Die SP hat in den letzten Jahren immer wieder versucht, die Exzesse in der Teppichetage zu stoppen beispielsweise mit einem Lohnband der Managerlöhne bei der Aktienrechtsrevision, mit der Bonussteuer auf überhöhten Entschädigungen beim direkten Gegenvorschlag zur Abzockerinitiative, mit einem Lohndeckel für die Managerlöhne bei Banken mit Staatsgarantien oder mit weiteren fiskalischen Massnahmen wie einer steileren Progression bei den Einkommenssteuern. Vergeblich. Selbst moderate Eingriffe scheiterten jeweils am Widerstand der Wirtschaft und ihren bürgerlichen Wasserträgern im Parlament. Deshalb braucht es jetzt eine soziale Korrektur mit der 1:12-Initiative.
Eine Annahme der 1:12-Initiative ist national und international ein starkes Signal für eine gerechtere Gesellschaft. Ganz Europa wird wie bei der Abzocker-Initiative darüber berichten. Es ist auch ein starkes Signal für den Werkplatz Schweiz, dessen Stärke in der Vielzahl von KMU mit absolut überschaubaren Lohnverhältnissen liegt.

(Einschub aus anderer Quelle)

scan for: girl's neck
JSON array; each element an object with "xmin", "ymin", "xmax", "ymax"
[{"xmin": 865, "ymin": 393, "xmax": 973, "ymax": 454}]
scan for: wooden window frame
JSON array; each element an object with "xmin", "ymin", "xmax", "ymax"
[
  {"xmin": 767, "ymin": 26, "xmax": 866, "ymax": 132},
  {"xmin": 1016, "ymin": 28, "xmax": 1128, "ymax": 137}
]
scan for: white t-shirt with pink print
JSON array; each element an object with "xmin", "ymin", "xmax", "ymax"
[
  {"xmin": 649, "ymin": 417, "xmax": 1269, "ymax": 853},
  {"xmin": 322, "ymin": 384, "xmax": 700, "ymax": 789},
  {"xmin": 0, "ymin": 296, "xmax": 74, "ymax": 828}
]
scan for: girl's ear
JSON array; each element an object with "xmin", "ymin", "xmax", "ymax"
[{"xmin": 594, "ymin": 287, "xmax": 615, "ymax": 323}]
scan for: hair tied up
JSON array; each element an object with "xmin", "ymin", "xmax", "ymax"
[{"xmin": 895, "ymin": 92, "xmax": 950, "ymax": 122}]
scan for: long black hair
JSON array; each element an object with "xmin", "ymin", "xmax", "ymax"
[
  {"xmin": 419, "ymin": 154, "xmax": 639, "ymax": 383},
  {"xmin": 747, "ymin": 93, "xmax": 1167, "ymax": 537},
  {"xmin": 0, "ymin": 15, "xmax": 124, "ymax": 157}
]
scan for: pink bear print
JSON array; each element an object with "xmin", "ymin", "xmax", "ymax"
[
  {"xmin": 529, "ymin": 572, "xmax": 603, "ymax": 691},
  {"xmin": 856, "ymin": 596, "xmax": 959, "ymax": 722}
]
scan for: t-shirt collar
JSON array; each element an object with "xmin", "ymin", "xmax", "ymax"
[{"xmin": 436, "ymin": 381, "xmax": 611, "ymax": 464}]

Die Initiative lässt für die Umsetzung den nötigen Spielraum offen. Gerade weil es sich um eine sanfte Initiative handelt, ist ihre Annahme doppelt wichtig. Ein Ja zur Initiative ist ein wichtiger Schritt Richtung einer sozialeren Schweiz. Über die zwei weiteren nötigen Schritte werden wir in den nächsten Jahren abstimmen. Das eine ist die Mindestlohninitiative von SP und Gewerkschaften. Sie verlangt einen flächendeckenden Mindestlohn von 4‘000 Franken pro Monat, 12-mal im Jahr. Das andere ist die Initiative für eine nationale Erbschaftssteuer von SP und weiteren Bündnis-Partnern.
Mehr sozialen Fortschritt und mehr ökonomische Vernunft
Ein gutes Resultat für die Initiative 1:12 schafft ein neues Klima für mehr sozialen Fortschritt, aber auch mehr ökonomische Vernunft in der Schweiz. Die wichtigsten Ursachen der heutigen Krisen sind die national und international die zunehmenden sozialen Ungleichheiten. Die Reichen werden immer reicher. Alle andern bekommen immer weniger vom Kuchen, den sie erarbeiten. Und deshalb fehlt die ökonomisch alles entscheidende Nachfrage.
Ein Ja zur 1:12 Initiative ist ein Schritt in Richtung der vom Ökonomen Heiner Flassbeck monierten Korrekturen in Richtung einer sozialen und ökologischen Marktwirtschaft, die diesen Namen verdient.